主君の織田信長が本能寺に倒れ、明智光秀を討って信長の後継者になった秀吉は、天下統一へ動き出す。中国の毛利を外交的に臣下に加えると、次は九州。
九州征伐をした直接のきっかけは、大友宗麟からの救援依頼だった。「正式に守護を任じられた我が領地に島津が攻め寄せて来ています。助けてください」というような内容で、いい大義名分にはなった。
ボクは太閤秀吉の九州征伐の様子にはほとんど関心がない。25万の大軍団がやってきたのだ。島津がいくら強かろうと、勝負になるはずもない。5ヶ月で勝負はついてしまう。いや、5ヶ月も戦い続けた島津はやはり、ツオイというべきか。

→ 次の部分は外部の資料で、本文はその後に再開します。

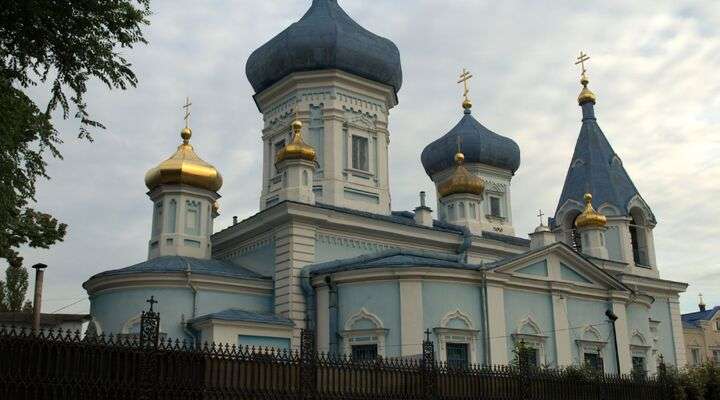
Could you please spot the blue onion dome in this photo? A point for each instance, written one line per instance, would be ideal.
(479, 144)
(325, 38)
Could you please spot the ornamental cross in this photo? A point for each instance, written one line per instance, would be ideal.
(186, 107)
(582, 58)
(464, 78)
(152, 302)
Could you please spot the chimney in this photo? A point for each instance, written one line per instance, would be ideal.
(423, 213)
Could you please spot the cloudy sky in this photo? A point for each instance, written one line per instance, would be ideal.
(654, 69)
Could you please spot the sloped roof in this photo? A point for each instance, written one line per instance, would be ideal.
(596, 168)
(692, 319)
(391, 258)
(181, 264)
(236, 314)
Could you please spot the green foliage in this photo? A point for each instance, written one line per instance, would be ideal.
(62, 44)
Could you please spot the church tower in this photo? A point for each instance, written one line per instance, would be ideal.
(485, 165)
(183, 190)
(596, 168)
(340, 81)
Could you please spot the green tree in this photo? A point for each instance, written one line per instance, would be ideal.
(61, 45)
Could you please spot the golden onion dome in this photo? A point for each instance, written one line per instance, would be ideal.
(297, 149)
(586, 95)
(461, 180)
(186, 168)
(589, 217)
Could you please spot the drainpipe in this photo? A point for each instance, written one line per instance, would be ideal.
(310, 302)
(485, 321)
(333, 311)
(465, 245)
(185, 325)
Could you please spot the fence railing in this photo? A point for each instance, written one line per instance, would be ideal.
(63, 365)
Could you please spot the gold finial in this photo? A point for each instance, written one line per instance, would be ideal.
(589, 217)
(586, 95)
(186, 133)
(464, 78)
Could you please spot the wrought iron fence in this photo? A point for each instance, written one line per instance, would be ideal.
(63, 365)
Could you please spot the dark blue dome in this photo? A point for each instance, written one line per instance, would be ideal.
(479, 145)
(325, 38)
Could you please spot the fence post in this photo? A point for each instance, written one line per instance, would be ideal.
(149, 342)
(308, 378)
(429, 372)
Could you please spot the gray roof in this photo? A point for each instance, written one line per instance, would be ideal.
(235, 314)
(693, 319)
(596, 168)
(182, 264)
(479, 145)
(391, 258)
(325, 38)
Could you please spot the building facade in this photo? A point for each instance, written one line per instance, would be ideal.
(702, 334)
(326, 252)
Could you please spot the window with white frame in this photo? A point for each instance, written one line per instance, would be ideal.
(360, 153)
(495, 207)
(457, 339)
(528, 333)
(364, 336)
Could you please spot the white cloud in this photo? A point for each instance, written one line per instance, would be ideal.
(653, 68)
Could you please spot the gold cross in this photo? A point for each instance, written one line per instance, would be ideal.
(464, 77)
(187, 110)
(582, 58)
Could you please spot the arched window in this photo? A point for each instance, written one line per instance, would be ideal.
(638, 237)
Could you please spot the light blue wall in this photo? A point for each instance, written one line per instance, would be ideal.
(440, 298)
(660, 311)
(379, 298)
(264, 342)
(113, 309)
(517, 305)
(582, 313)
(260, 259)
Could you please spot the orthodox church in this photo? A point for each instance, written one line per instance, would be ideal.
(326, 252)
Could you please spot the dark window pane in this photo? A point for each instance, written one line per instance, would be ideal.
(364, 352)
(457, 355)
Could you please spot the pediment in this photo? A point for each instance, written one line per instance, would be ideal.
(559, 263)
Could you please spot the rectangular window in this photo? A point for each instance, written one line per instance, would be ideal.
(495, 210)
(639, 365)
(364, 352)
(457, 355)
(594, 362)
(360, 153)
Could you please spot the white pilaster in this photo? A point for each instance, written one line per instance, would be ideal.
(323, 319)
(562, 331)
(411, 317)
(496, 320)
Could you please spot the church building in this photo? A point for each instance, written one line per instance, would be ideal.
(326, 251)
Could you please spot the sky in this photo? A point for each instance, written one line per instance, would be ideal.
(653, 68)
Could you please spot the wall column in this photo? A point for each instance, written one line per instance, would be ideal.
(677, 331)
(411, 317)
(623, 339)
(323, 319)
(496, 320)
(562, 333)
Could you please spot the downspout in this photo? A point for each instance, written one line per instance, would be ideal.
(310, 301)
(465, 245)
(333, 314)
(185, 325)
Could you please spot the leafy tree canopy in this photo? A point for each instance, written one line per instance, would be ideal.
(61, 45)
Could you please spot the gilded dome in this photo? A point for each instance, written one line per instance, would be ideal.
(186, 168)
(461, 180)
(589, 217)
(297, 149)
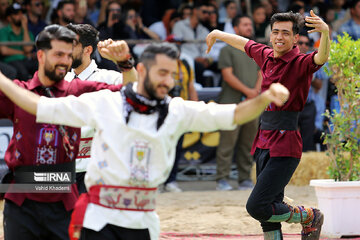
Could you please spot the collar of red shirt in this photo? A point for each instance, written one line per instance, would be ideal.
(35, 82)
(288, 56)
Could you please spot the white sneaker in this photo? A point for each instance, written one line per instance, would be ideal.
(172, 187)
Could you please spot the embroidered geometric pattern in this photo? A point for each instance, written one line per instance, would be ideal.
(18, 136)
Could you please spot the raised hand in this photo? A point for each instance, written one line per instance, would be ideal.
(317, 23)
(116, 51)
(211, 39)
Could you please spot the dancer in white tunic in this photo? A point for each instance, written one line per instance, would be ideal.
(134, 146)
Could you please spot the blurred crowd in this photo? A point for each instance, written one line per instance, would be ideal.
(186, 22)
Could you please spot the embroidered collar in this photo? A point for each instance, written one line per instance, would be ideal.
(138, 103)
(86, 73)
(287, 57)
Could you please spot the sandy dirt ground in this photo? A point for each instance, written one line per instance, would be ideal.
(201, 209)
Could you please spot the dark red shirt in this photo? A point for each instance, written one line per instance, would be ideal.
(294, 70)
(34, 143)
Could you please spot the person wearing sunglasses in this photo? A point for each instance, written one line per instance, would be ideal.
(34, 11)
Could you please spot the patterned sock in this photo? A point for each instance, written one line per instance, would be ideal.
(297, 214)
(273, 235)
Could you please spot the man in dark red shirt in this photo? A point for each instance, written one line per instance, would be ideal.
(277, 146)
(45, 215)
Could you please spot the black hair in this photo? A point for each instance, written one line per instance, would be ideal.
(61, 4)
(88, 35)
(150, 52)
(54, 32)
(296, 18)
(228, 2)
(236, 20)
(353, 3)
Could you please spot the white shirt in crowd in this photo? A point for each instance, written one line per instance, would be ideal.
(116, 146)
(91, 73)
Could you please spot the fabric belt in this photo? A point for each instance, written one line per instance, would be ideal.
(124, 198)
(84, 148)
(115, 197)
(279, 120)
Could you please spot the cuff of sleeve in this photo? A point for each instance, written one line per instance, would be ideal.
(45, 110)
(226, 116)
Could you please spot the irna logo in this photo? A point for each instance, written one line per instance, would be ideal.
(52, 177)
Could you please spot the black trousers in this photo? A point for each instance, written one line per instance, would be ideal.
(36, 221)
(111, 232)
(266, 199)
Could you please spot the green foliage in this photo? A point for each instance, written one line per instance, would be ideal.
(343, 141)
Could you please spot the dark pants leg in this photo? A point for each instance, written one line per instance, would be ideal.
(307, 126)
(36, 221)
(266, 199)
(174, 170)
(111, 232)
(80, 183)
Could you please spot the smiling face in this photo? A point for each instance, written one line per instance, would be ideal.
(282, 38)
(158, 80)
(56, 62)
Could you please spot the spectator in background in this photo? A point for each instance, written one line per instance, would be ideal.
(185, 11)
(338, 8)
(352, 27)
(9, 71)
(192, 29)
(135, 28)
(260, 23)
(81, 12)
(65, 13)
(241, 80)
(34, 11)
(85, 68)
(184, 88)
(4, 4)
(17, 31)
(113, 16)
(214, 18)
(308, 114)
(164, 27)
(231, 12)
(93, 12)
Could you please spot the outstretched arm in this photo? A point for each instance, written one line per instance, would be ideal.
(23, 98)
(320, 26)
(118, 51)
(232, 39)
(251, 109)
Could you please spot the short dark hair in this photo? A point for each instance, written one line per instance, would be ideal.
(237, 19)
(295, 18)
(150, 52)
(54, 32)
(88, 35)
(353, 3)
(228, 2)
(62, 3)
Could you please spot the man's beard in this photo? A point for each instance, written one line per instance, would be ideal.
(17, 23)
(51, 73)
(67, 19)
(76, 62)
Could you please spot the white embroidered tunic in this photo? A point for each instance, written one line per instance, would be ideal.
(133, 154)
(91, 73)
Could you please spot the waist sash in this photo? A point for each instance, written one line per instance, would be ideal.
(279, 120)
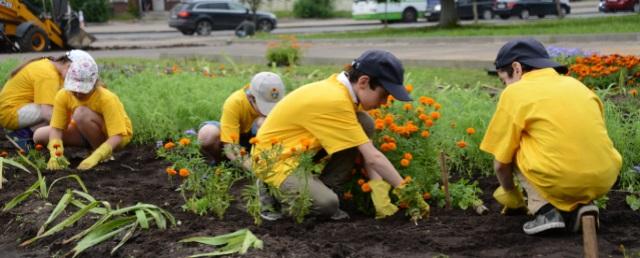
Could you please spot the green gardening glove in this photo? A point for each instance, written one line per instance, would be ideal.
(57, 161)
(101, 153)
(380, 197)
(510, 199)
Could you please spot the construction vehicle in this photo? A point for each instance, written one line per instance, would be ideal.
(24, 27)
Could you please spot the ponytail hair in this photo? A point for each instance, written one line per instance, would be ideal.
(60, 59)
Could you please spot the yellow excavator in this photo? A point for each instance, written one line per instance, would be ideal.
(25, 27)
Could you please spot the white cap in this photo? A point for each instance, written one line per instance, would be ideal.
(268, 89)
(82, 73)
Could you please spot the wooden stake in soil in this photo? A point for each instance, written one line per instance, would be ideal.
(445, 179)
(589, 236)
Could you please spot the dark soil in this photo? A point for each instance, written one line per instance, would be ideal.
(137, 176)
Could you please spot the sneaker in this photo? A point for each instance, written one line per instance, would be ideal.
(545, 220)
(588, 209)
(268, 203)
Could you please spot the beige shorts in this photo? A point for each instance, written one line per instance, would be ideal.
(29, 115)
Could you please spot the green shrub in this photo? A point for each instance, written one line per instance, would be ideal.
(313, 8)
(286, 52)
(93, 10)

ただ、すばらしいエピソードは周辺にたくさんある。その主人公たちは、銅像になっていないからボクのページで触れることはない。それがものすごく残念だ。大友方の立花道雪、高橋紹運の銅像を誰か即刻建ててほしい(もし、建っているんだったら誰か教えて)。金持ちになってボクが建てるかぁ。

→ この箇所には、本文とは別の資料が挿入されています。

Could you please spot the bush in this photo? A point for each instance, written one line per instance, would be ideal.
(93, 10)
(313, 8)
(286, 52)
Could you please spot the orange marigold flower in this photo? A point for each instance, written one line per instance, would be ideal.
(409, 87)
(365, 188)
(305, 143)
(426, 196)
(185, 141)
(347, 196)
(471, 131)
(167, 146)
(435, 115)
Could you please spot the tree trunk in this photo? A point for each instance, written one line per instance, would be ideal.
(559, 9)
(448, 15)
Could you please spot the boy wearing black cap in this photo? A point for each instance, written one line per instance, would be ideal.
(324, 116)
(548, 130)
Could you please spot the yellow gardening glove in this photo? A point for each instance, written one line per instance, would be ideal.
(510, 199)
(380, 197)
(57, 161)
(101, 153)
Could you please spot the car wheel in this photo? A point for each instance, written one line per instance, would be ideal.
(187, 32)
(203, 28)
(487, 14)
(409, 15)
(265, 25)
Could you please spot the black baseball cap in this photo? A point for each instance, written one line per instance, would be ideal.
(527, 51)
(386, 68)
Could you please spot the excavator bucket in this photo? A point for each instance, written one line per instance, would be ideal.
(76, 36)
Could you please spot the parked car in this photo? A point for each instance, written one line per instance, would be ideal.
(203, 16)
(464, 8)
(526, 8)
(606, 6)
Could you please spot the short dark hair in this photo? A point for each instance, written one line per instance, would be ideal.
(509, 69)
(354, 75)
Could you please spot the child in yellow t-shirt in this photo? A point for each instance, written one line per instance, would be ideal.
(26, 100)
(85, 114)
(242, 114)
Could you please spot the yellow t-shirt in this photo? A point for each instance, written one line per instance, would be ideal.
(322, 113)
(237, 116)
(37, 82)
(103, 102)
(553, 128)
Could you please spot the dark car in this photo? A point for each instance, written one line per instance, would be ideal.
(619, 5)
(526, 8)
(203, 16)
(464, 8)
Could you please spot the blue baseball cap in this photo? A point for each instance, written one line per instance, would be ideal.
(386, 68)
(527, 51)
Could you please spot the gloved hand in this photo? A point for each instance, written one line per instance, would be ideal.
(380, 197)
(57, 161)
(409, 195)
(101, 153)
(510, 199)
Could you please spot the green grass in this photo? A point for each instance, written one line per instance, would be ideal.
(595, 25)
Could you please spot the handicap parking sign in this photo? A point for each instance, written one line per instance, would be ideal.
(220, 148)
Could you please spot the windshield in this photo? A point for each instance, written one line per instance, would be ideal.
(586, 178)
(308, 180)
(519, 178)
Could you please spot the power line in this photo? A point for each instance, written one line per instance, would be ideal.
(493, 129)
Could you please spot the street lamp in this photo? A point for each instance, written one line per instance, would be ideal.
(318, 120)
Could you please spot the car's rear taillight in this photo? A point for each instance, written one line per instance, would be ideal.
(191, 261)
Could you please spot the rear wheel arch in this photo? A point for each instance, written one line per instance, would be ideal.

それはそうと、九州征伐を終えた秀吉は天正15年(1587)に筥崎宮に本陣をすえ、荒れ果てた博多の町並みを回り、再興を命じる。実質的には石田三成が現場監督となって(だったと思う)、島井宗室や神谷宗湛といった豪商が手がけた。
博多祇園山笠では町ごとに山笠をかく。その1単位を「流(ながれ)」という。流という単位は、太閤町割で形成された町を「流」と称した名残である。

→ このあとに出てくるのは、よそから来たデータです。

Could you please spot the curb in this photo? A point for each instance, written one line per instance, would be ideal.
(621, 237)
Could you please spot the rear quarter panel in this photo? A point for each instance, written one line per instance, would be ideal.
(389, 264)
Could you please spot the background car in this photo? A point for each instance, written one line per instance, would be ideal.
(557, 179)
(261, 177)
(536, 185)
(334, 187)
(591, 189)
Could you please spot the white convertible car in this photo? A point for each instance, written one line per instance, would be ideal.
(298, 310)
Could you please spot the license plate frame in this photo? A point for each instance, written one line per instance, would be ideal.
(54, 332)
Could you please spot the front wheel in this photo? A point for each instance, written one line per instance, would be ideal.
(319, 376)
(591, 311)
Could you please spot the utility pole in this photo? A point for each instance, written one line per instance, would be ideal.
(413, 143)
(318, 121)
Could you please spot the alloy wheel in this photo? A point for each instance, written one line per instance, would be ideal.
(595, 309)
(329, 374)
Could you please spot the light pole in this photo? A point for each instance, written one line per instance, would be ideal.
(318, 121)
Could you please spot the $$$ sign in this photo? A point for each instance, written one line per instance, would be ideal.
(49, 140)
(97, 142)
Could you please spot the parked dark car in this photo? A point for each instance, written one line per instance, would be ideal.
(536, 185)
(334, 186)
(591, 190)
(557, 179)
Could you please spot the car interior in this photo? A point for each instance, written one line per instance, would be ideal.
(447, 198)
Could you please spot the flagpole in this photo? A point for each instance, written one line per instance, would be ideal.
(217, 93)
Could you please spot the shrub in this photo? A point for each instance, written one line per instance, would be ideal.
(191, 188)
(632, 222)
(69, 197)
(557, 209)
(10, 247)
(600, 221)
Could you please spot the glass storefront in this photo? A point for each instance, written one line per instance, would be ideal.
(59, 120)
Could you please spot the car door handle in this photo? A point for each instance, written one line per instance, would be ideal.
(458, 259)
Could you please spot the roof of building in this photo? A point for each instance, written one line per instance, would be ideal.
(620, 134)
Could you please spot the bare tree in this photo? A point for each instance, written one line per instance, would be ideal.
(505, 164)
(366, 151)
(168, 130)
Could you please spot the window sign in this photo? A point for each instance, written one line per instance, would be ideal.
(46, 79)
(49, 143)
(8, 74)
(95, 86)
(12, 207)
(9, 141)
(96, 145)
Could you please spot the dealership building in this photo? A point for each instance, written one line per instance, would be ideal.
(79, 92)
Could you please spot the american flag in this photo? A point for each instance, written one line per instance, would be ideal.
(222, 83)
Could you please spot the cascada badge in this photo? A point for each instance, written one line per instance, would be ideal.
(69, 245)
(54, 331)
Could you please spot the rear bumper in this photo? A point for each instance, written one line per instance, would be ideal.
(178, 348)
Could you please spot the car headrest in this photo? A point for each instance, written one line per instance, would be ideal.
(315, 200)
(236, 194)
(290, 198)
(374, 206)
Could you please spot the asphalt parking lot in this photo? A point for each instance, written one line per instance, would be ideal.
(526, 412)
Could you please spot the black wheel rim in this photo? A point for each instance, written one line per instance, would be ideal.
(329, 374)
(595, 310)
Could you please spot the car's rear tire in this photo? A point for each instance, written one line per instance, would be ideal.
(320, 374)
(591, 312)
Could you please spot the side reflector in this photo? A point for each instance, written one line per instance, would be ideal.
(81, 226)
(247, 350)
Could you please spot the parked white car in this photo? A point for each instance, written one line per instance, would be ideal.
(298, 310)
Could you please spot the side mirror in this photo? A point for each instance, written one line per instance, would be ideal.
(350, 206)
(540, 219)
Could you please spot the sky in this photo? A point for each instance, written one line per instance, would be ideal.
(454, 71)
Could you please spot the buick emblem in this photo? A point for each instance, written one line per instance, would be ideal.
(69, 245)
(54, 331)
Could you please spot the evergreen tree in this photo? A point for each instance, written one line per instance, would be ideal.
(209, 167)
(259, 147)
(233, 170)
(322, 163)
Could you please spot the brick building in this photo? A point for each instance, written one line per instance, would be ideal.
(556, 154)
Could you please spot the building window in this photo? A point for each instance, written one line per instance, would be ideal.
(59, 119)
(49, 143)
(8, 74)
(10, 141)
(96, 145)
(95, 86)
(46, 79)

国際貿易都市で、博多織や酒、刀などを生産する工業都市ででもあった博多は、大名たちが争奪し、その戦乱で荒れ果てていた。いくら博多商人が金持ちとはいえ、日本中の金銀山のオーナーだった秀吉にはかなわない。金持ちオーナーにインフラを整備してもらい、そのお礼として貿易の利益のおいしいところを吸わせてあげるという約束があったのだろう。戦乱の中では、博多祇園山笠なんていうお祭りは出来なかっただろうから、太閤さんの博多復興で博多の山笠が復活したといっても過言ではない。博多では太閤人気が高かったというのもうなづける。